Increasing the availability of high-quality, evidence-based treatment for tobacco use and dependence will make it more likely for tobacco users to use evidence-based treatments, and those quit attempts translate into long-term abstinence. Backer shared, “We seek individuals and organizations interested in offering tobacco treatment interventions. We train providers and other health care professionals wanting to improve the overall health of our communities through tobacco treatment counseling and education. There is much work to be done, and it can start with brief interventions.”

Only 1/3 of tobacco users will utilize evidence-based treatment, which includes counseling and medication.

The NDDoH has training opportunities for individuals interested in becoming a tobacco treatment specialist (TTS) and funding opportunities to support the work in health systems. Backer emphasized the need for those interested to ensure the support of leadership before completing the training. “We have had many individuals complete the TTS training, and within a short amount of time, their role would shift, and they would no longer be responsible for tobacco treatment interventions. Leadership support is critical for success and sustainability.”

Backer explained how the program works, “We have secured staff from the Mayo Clinic to provide TTS training, and these trainings occur throughout the state a couple of times a year, paid for through our grant funding. This TTS training enhances confidence in addressing tobacco use with patients. A cessation grant component includes guidance for Electronic Health Record (EHR) documentation and how to utilize tobacco data. The EHR drives and supports a streamlined and sustainable tobacco treatment workflow in health systems. Our program currently supports 20 grantees; last fiscal year, 13,500 individuals received a visit with a TTS. We have TTS in various regions throughout the state but have areas with great need and want to expand tobacco treatment services. We often rely on word of mouth, which limits our reach.” Quitting tobacco has a positive impact on communities’ residents’ physical and fiscal health.

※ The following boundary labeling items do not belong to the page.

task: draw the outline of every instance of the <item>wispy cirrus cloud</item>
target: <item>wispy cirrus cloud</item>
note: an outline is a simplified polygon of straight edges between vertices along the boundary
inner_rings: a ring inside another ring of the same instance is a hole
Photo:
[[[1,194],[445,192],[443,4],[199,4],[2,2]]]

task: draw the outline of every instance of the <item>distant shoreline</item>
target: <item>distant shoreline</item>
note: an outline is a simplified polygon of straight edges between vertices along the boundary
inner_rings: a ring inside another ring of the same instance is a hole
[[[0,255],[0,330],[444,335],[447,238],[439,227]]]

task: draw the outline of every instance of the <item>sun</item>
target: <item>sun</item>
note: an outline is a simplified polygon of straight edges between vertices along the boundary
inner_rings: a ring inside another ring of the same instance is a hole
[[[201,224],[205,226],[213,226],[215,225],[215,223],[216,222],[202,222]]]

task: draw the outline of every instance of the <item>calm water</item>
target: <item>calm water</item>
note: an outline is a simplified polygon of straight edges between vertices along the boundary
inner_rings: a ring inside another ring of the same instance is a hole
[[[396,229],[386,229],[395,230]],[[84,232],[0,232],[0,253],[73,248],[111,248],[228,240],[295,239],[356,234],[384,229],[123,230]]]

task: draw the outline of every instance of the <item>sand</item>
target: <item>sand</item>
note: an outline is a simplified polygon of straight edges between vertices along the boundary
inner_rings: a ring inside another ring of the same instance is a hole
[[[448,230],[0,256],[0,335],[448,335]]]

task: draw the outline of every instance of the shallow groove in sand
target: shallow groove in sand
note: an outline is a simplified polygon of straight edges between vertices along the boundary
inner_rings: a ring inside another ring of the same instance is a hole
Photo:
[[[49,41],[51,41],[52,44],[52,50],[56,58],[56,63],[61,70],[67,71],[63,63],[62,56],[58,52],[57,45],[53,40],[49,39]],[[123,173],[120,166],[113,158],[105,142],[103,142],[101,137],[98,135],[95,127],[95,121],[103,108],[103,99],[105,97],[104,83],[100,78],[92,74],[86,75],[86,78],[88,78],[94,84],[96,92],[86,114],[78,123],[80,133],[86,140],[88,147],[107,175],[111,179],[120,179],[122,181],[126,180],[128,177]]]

In addition, over the past 2+ years, attention shifted to COVID-19 and pandemic-related needs, impacting the program and tobacco cessation efforts. Workforce fatigue, staff turnover and competing priorities are also barriers. NDDoH Tobacco Prevention and Control Program-funded grantees and partners have been key partners in promoting tobacco treatment services and making referrals to the North Dakota quit-line, NDQuits. Backer added, “Currently, our grantees refer over 95% of the quit-line referrals. Unfortunately, the number of tobacco users who access the quit-line is less than 2 percent. To reach more tobacco users, we engage more health care professionals to become a TTS and offer tobacco treatment interventions. The additional local resources improve access to services and increase quit attempts.”

Backer concluded, “I am most proud of the 60,000 TTS visits we have offered through our program since 2017. These tobacco treatment interventions would not be possible without the program funding, resources and our trained team of cessation experts.”

If you are interested in learning more about the cessation grant or want to become a TTS, please contact Kara Backer at The next TTS training opportunity is in October.

* Commercial tobacco – such as cigarettes, spit or smokeless tobacco, vapes, and synthetic nicotine – differs from traditional tobacco used by Indigenous communities for ceremonial and medicinal purposes. Commercial tobacco manufacturing includes adding harmful chemicals and manipulating nicotine levels to make these products more addictive.